The recipe for peace in Syria: humanitarian persistence and a quiet diplomacy, unthreatened by absolutist demands or statements. By Martin Griffiths
Good news for Syria - at last. There is something uplifting about the persistence of hope over experience which has brought Syrian families a chance of a few days, perhaps longer, of a respite from the hell of war.
But this marvel should not stop us being clear-eyed about the future. President Assad and his allies have done well recently. This means that they will have no patience with any consideration of the Geneva Communique. This Communique was agreed by the UN Security Council in 2012 and it's central provision is the departure of Assad from Syria's politics. Some western commentators, acknowledging this new reality, have urged Syrians to dial down on their aspirations and accept a 'transition' with an ever-present Assad. Secretary Kerry has even been quoted as saying that a divided Syria may be the country's future.
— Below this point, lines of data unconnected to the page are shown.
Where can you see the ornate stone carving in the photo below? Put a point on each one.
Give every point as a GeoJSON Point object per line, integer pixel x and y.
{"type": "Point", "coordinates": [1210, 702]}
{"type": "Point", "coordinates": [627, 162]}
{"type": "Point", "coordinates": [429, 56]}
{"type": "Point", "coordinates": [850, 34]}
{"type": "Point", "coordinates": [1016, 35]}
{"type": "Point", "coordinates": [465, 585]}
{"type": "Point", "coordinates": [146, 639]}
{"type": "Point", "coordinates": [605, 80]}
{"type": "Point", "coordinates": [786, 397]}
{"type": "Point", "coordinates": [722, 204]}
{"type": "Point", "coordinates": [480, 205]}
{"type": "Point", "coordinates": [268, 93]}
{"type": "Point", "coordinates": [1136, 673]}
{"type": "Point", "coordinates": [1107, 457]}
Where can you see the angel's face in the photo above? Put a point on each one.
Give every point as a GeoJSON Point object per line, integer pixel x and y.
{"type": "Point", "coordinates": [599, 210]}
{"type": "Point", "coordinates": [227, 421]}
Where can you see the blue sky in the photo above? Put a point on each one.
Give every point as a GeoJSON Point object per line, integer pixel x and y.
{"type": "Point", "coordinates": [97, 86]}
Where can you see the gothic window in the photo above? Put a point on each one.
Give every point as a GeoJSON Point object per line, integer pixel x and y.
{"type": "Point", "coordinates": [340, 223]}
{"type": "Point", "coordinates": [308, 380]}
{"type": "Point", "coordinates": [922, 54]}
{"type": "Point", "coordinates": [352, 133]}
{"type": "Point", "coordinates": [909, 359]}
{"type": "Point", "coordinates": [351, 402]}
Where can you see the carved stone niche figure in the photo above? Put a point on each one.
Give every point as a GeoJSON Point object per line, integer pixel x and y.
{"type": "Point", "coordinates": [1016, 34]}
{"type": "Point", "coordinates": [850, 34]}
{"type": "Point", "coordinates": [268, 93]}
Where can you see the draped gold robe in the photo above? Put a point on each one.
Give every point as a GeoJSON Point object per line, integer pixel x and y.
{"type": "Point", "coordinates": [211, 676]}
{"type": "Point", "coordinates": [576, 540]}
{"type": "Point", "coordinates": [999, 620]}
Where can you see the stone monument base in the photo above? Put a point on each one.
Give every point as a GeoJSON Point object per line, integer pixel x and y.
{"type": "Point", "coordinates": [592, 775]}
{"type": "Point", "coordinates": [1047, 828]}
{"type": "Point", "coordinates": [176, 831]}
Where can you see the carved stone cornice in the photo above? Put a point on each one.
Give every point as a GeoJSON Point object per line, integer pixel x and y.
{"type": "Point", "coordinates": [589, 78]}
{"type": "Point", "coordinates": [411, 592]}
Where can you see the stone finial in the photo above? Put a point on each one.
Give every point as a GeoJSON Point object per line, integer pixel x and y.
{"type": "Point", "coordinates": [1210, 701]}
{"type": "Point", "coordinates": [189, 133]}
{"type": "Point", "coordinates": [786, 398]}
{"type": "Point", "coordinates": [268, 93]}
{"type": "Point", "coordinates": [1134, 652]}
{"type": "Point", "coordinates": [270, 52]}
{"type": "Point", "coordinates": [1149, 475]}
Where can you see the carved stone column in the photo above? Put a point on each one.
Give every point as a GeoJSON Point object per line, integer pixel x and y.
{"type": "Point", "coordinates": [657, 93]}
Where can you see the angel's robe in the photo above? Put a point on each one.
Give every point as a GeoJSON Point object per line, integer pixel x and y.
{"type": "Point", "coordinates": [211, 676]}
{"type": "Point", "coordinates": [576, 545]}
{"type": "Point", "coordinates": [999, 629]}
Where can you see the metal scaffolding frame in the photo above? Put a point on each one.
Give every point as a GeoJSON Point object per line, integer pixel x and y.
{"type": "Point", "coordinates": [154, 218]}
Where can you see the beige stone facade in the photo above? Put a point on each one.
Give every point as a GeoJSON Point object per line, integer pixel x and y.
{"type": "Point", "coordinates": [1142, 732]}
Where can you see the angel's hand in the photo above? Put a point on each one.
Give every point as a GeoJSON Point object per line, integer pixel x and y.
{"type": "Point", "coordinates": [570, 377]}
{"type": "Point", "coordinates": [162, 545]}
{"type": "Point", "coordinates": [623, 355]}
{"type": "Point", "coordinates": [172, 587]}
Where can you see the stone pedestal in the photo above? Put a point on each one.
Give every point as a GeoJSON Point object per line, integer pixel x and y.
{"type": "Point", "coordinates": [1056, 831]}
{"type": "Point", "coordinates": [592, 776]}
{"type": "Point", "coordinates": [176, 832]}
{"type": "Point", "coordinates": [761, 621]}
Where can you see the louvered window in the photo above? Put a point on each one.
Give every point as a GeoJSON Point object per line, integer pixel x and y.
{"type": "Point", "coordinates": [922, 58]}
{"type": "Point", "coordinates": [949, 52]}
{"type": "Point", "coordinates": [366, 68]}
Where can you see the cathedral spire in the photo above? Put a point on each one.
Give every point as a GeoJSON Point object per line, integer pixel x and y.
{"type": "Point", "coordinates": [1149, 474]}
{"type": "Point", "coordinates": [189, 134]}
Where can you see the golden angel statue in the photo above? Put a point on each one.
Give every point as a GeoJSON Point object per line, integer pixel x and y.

This facile shift in diplomatic views has one big problem. Syrians, or at least a very large percentage of them, do not think that way. They know - better than we do - the grim reality of Assad's recent successes, measured in the uptick in Russian sorties now briefly suspended. Syrians know the misery of war which has deprived a generation of children of education, and something under half a million of them of their lives. They know all this. But guess what: their anger at Assad and his murderous allies, has only increased. Syrians are nowhere nearer a consensus on peace; in fact they may be further away. And we should not allow our own rather distant assessments blind us from this basic truth. This is also relevant for the upcoming peace talks, scheduled to begin within a week: The talks unfortunately do not have any greater chance of success than the talks that we have seen before. As long as Syrians do not agree on their future we will see an increase in hatred as the fighting continues.
Another failure in Geneva is not something our consciences should accept. All acts have consequences. A failure in Geneva is not a neutral act. It will take us backward, a journey marked by the disillusion of Syrians in diplomacy.
Is there another way?
I believe there must be.
First of all it must include a managed moderation of the conflict. We have seen these past few days that diplomacy can perform some miracles. A steady hand on the war needs to be sustained beyond the two weeks sometimes cited for this cessation of hostilities.
Secondly, we must give indirect diplomacy a chance to identify compromises and possibilities. A resumption of the theatre of Geneva gives no chance to the discreet and always valuable talks in the shadows which find a way through impossible differences. Peace is always made this way: through quiet conversations as well as public consensus.
Thirdly, we must not give in to easy compromises. Talk of a divided Syria does nobody a service; any such eventuality would be bound to serve the interests of the nihilists in ISIS, but not the desire of Syrians eventually to live again together as they have done these countless centuries.
The time calls out for a humanitarian persistence, and a quiet diplomacy, unthreatened by absolutist demands or statements.